In Psalm 8, David extols the glory of Jehovah, and he marvels that God has been so mindful of man as to place the creation under his dominion. The context stresses man’s responsibility over the earth.
In discussing some of earth’s creatures, of which man is in charge, the writer mentions “whatsoever passes through the paths of the seas” (Psalms 8:8). This expression is interesting because the phrase contains a precise fact about the seas that David, whose experience was limited to a tiny country on the Mediterranean coast, could never have known from firsthand information.
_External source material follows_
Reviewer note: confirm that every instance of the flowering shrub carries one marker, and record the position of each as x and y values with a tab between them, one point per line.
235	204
It was not until the mid-nineteenth century that the connection was made regarding currents (literally “paths”) in the sea and the statement from the Psalms a thousand years before Christ. In 1860, a pioneer in oceanography, Matthew Fontaine Maury, called attention to the fact that the ocean was a circulating system. His book on physical oceanography is still a highly regarded source of information on this science.
Consider, for example, the Gulf Stream. The Gulf Stream flows from the east coast of North America toward Europe. It is about 50 miles wide and 3,000 feet deep. Its rate of flow, measured in volume per second, is about 1,000 times greater than the Mississippi River. Many ocean vessels “ride” this current in order to save valuable shipping time.
Underline the expression “paths of the sea” in Psalm 8, and in your margin write: Confirmed by Matthew Maury in 1860. God’s word is accurate!